Wedding traditions have changed over the years, which has inevitably altered the way we celebrate the ceremony. The UK Wedding Report 2019 questioned over 2,000 happy couples about their big day and detailed the ‘Rise of the Groom’. This found that men now contribute 35% of the wedding costs and that three quarters of them are heavily involved in the planning process.
We live by traditions here in Britain, and most seem to stick around for the duration. However, these traditions are quite tame in comparison to those outside of the UK. Prepare yourself for some crazy groom antics…
Traditions in Greece
Everyone wants to tie the knot on a romantic Greek island. Think Santorini. Although only 3% of the survey respondents had their weddings abroad, there are some groom traditions that the Greeks live by.
Before the ceremony begins, the groom’s best man will become the go-to barber. Taking his new role in stride, the best man will pull out a razor and shave the husband-to-be’s face before he walks down the aisle. Following this, the brides mother will feed him honey and almonds!
Traditions in Guatemala
We know that parents play a big part in any UK wedding, and reportedly contribute one third of the budget, but parents in Guatemala like to make their roles heard — and you might be surprised by how they do it.

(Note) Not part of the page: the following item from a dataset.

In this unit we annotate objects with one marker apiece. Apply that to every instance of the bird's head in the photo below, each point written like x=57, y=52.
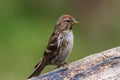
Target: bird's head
x=65, y=22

Things can get pretty chaotic, because they smash things! When the happy couple arrive, the groom’s mother will smash a white ceramic bell which is filled with grains. The idea behind this is that by causing this kind of mayhem, prosperity will be brought to the couple.
Traditions in Turkey
You will be really surprised about this one. In Turkey, the groom often relies on his groomsmen to keep him in check for the day ahead, and that’s exactly what they do in Turkey. There’s no time to waste!
The grooms party will place a flag on the ground of his home. Although this might sound like something simple, they then place fruit, vegetables and mirrors on top to signify that the wedding ceremony has begun. Let’s just hope they’re not late to the venue!
Traditions in France
I think we can all agree that we’re glad the following is not a tradition held in Britain. On the Marquesas Islands of French Polynesia, relatives of both the bride and groom are ordered to lay on the floor (face down), side-by-side to be walked on like a rug!
One survey found that besides the partner, the women of the friend/family network are the most involved — so let’s treat them with a little bit more respect!
Traditions in South Korea
For the big day, nothing is out of the ordinary in South Korea. Traditionally, as part of the ‘Falaka’ culture, this group of people hold the groom down and beat the bottom of his feet with a stick or dried fish.
If you think that’s crazy already, they then begin to quiz him with an abundance of questions! This is believed to help the groom strengthen his memory… and his feet!
Traditions in Spain
The groomsmen behaviour in Spain is quite questionable… At some Spanish weddings, they will take scissors and chop up the grooms tie — just make sure they stay away from his men’s blazer, he can’t go without it!
If you didn’t think that was enough, this often happens to the bride’s garter. Although we must mention, it’s all with good intentions to raise money for the newlyweds.
Some of these groom traditions are unbelievable, but we promise that they are all real. Do you have any unusual wedding traditions that run in your family?